時代は幕末です。尊王倒幕の波が、越後へと押し寄せていました。慶応4年(1868年)、戊辰戦争が起こります。幕府側についた長岡藩は、新政府軍の激しい攻撃を受け、何もかも焼かれてしまったのです。この年の冬、井月は再び伊那谷に現れました。なぜ伊那谷だったのでしょうか。戦火を逃れて、信州の中でもできるだけ越後から遠い、伊那谷へ行って暮らそうと思ったのかもしれません。


この画像は井月に直接関係する資料ではないが、新政府軍の様子である(筆者所蔵の絵葉書)。三角帽子をかぶり、銃や大砲で攻めかかる。越後の戦いは慶応4年の5月~8月。井月が再び伊那谷に現れたのは同じ年(明治元年)の冬だという。旧暦では10月~12月が冬である[新編井月全集p.463、柳の家宿願稿に「明治元辰の冬より」とある]。

ただし年譜によれば[新編井月全集p.629~630]、井月は元治元年(1864年)の6月に伊那の長谷にいて、善光寺など北信州を旅したあと、慶応3年(1867年)に再び長谷に来ている。伊那谷の霞松という俳人が、「はじめに逢った時から2~3年して伊那にとどまるようになった」と証言しており[流浪の詩人井月の人と作品p.6]、およそ一致する。だとすれば、戊辰戦争が起こる一年前に伊那谷へ戻って来たことになり、『柳の家宿願稿』の記述と矛盾してしまう。どちらが正しいのか、今となっては確かめようがない。

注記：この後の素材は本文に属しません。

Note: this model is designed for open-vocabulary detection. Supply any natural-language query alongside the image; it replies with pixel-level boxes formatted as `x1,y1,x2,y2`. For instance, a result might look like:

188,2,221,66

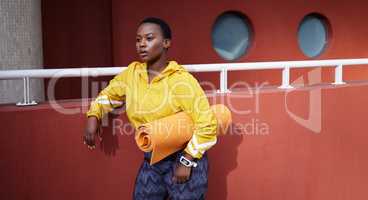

それにしても、1864~1867の3年間に、善光寺へ戻って『家づと集』を出版し、北信州の仲間たちに配り歩き、越後に帰って墓参りをした、ということであれば、かなり忙しく飛び回ったのだろう。事実、『家づと集』には乱丁・落丁が見られ[井月編俳諧三部集p.168、また筆者所蔵品にも同様の乱丁・落丁が見られる]、十分なチェックをしないまま突貫で出版したのかも知れない。絵師に依頼する余裕がなかったのか、井月の俳諧集の中で唯一、さし絵がない。

善光寺平で『家づと集』を出版した同じ年(1864年)の11月に、井月は尊王攘夷派の「水戸天狗党」の一行を訪ねて、中山道の下諏訪宿に現れたという説もある[俳人井月幕末維新風狂に死すp.196]。

井月は、今後の活動拠点を、伊那谷に作ろうと考えるようになりました。「芭蕉堂(あるいは芭蕉庵)」という名の、俳諧の道場を建てようと思ったのです。幸い、天竜川のほとりの春近(はるちか)という場所で、五声という、よき協力者を得ました。土地は、五声が寄進すると言ってくれました。お金は、仲間や門人たちから寄付を集めることにしました。


春近とは、現在の西春近・東春近・宮田村を合わせた地域である。写真は、西春近下牧の風景。井月はここに、芭蕉堂が建つ日を思い描いていたのだろう。寄付を集めるために『春近開庵勧請文』という趣意書を書いており、「およそ100坪あまりの土地で、草庵の地としては広すぎるが、交通の都合もわずらわしくなく、絶景佳境とまでは言えないが、西に駒ヶ岳があり東に天竜川の流れがある」と言っている[新編井月全集p.468]。また、春近のすばらしさを詠んだ『八景の句』を、宮田村で書いている[新編井月全集p.192]。

西春近ではなく、東春近の渡し場のあたりに小さな庵があって、井月が十日ばかり門人たちと句会をしたことがあったらしい[新編井月全集p.530]。短期間であったが、俳諧の道場を持つことができたのだろう。思うに、井月は定住するための住居が欲しかったのではなく、門人たちが集まれるような場所が欲しかっただけなのかも知れない。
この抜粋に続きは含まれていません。